Uptime Kuma Monitoring

Issue #502 starts the self-hosted observability stack with an external view of PopChoice production reachability. This page is intentionally limited to Uptime Kuma uptime and cheap synthetic checks. Logs, metrics, traces, and dashboards are tracked in separate observability issues.

Stack

Run Uptime Kuma outside the PopChoice application Compose stack so app deploys, database migrations, and worker restarts cannot take the monitor down with the service it is watching.

docker compose -f docker-compose.observability.yml up -d

The local Compose file exposes Kuma on http://127.0.0.1:3002 and stores all monitor state in the named uptime-kuma-data volume. On a VPS, put this service behind Coolify, Caddy, nginx, or a private network such as Tailscale. Do not publish the Kuma UI directly without authentication and TLS.

Recommended VPS shape:

One small Uptime Kuma service from docker-compose.observability.yml.
A persistent volume mounted at /app/data.
A private or protected public URL such as https://uptime.example.com.
Backups enabled for the Kuma volume before monitors become the source of truth.

Production Monitors

Create these monitors manually in Kuma. Keep names stable so alert history stays readable.
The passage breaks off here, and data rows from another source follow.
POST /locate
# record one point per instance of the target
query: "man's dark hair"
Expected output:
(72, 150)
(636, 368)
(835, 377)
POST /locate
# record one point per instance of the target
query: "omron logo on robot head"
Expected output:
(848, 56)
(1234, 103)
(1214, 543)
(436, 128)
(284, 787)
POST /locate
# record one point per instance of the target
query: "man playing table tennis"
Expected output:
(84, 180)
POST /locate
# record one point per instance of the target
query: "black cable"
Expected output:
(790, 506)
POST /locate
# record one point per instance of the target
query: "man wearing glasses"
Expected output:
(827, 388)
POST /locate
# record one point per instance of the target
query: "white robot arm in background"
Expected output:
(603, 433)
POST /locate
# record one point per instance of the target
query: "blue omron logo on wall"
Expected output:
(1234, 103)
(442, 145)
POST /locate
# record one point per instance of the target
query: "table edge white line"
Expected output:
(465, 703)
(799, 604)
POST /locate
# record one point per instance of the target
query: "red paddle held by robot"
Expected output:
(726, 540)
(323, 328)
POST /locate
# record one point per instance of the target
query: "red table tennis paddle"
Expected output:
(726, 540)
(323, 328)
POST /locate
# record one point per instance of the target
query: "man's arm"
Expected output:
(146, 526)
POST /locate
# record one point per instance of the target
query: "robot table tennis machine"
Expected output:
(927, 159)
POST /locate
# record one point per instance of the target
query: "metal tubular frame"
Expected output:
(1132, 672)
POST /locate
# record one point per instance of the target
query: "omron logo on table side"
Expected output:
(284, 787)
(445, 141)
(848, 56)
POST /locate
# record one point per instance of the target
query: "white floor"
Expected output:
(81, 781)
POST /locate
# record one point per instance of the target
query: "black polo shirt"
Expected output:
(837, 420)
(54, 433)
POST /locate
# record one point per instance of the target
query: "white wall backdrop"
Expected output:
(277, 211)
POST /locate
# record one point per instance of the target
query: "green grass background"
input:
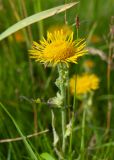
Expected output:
(22, 79)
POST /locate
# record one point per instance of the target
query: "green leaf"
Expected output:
(35, 18)
(27, 145)
(47, 156)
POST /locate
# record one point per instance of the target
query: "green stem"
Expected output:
(82, 136)
(63, 115)
(62, 82)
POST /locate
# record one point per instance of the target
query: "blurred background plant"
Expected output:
(23, 81)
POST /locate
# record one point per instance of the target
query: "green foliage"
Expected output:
(22, 81)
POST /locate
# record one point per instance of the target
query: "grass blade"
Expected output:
(35, 18)
(30, 151)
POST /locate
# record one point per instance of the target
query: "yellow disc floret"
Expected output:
(58, 48)
(84, 83)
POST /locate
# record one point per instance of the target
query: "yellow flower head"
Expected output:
(89, 64)
(84, 83)
(66, 29)
(58, 48)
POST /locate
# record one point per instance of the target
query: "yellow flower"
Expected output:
(95, 39)
(66, 29)
(58, 48)
(89, 64)
(84, 83)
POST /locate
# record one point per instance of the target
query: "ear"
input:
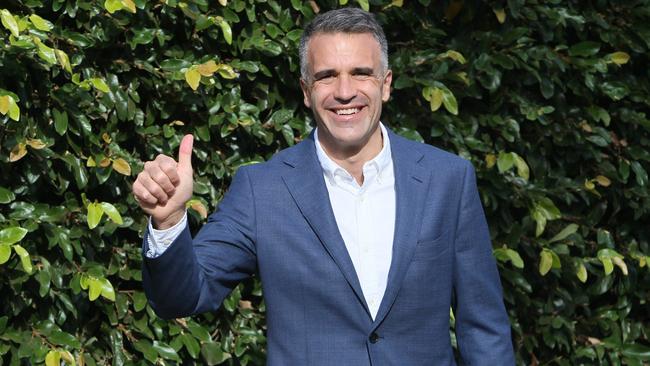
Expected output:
(306, 93)
(385, 87)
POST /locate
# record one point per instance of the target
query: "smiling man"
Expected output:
(363, 240)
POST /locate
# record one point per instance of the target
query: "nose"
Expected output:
(344, 90)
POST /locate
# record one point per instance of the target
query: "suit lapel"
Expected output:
(411, 182)
(305, 182)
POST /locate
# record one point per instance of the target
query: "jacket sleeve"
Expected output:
(482, 324)
(195, 275)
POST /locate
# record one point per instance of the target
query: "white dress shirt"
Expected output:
(365, 216)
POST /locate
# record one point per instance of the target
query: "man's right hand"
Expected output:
(164, 186)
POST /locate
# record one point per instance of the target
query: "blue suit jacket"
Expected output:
(277, 220)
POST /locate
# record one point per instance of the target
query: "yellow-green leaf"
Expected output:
(53, 358)
(568, 230)
(108, 292)
(581, 272)
(603, 181)
(198, 206)
(364, 4)
(449, 101)
(607, 264)
(95, 213)
(522, 167)
(226, 71)
(94, 288)
(25, 260)
(192, 77)
(5, 253)
(454, 55)
(545, 262)
(500, 14)
(64, 60)
(620, 263)
(113, 5)
(434, 97)
(35, 144)
(40, 23)
(619, 58)
(12, 235)
(128, 5)
(4, 103)
(207, 68)
(8, 105)
(226, 30)
(490, 160)
(44, 52)
(18, 152)
(111, 212)
(100, 84)
(122, 166)
(9, 22)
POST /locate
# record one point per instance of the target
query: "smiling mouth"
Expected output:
(347, 111)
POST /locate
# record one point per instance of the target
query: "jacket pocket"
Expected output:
(428, 249)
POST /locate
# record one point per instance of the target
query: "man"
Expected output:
(363, 240)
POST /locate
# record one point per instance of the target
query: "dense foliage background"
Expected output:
(548, 99)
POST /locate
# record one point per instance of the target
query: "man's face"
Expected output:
(346, 88)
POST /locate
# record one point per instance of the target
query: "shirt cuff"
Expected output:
(159, 240)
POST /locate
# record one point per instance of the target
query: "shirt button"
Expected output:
(374, 338)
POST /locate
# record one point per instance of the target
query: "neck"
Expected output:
(352, 158)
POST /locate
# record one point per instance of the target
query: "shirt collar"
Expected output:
(379, 163)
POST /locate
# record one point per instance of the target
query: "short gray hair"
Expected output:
(344, 20)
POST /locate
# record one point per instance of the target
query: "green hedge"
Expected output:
(548, 99)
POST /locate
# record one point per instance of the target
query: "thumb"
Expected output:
(185, 151)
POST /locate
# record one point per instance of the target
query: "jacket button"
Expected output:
(374, 338)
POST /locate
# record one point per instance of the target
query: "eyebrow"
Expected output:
(355, 71)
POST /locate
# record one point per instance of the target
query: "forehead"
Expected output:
(343, 50)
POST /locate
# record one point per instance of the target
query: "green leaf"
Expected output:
(607, 264)
(505, 161)
(100, 85)
(95, 212)
(545, 262)
(568, 230)
(139, 301)
(25, 260)
(619, 58)
(193, 78)
(112, 212)
(584, 49)
(213, 354)
(364, 4)
(581, 272)
(192, 346)
(5, 253)
(53, 358)
(9, 22)
(107, 289)
(95, 287)
(12, 235)
(44, 52)
(60, 121)
(226, 30)
(449, 101)
(40, 23)
(636, 350)
(522, 167)
(165, 351)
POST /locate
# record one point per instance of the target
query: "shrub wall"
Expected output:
(548, 99)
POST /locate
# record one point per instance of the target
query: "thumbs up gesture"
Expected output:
(165, 185)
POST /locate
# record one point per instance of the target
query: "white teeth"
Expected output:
(347, 111)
Name	Type	Target	Interval	Success criteria	Purpose
`popchoice-prod-health`	HTTP(s)	`https://pop-choice.shchilkin.dev/api/health`	60s	HTTP `200`	Catches app, PostgreSQL, or Redis outages because `/api/health` fails closed when required dependencies are unavailable.
`popchoice-prod-build`	HTTP(s) Keyword	`https://pop-choice.shchilkin.dev/api/build`	5m	HTTP `200` and keyword `version`	Confirms the deployed app is serving build metadata for release/debug visibility.
`popchoice-prod-homepage`	HTTP(s) Keyword	`https://pop-choice.shchilkin.dev/`	5m	HTTP `200` and keyword `PopChoice`	Cheap browserless smoke check for the public app shell.
`popchoice-prod-catalog-page`	HTTP(s)	`https://pop-choice.shchilkin.dev/available-movies`	10m	HTTP `200`	Cheap smoke check for a catalog-backed page without invoking recommendations or external AI providers.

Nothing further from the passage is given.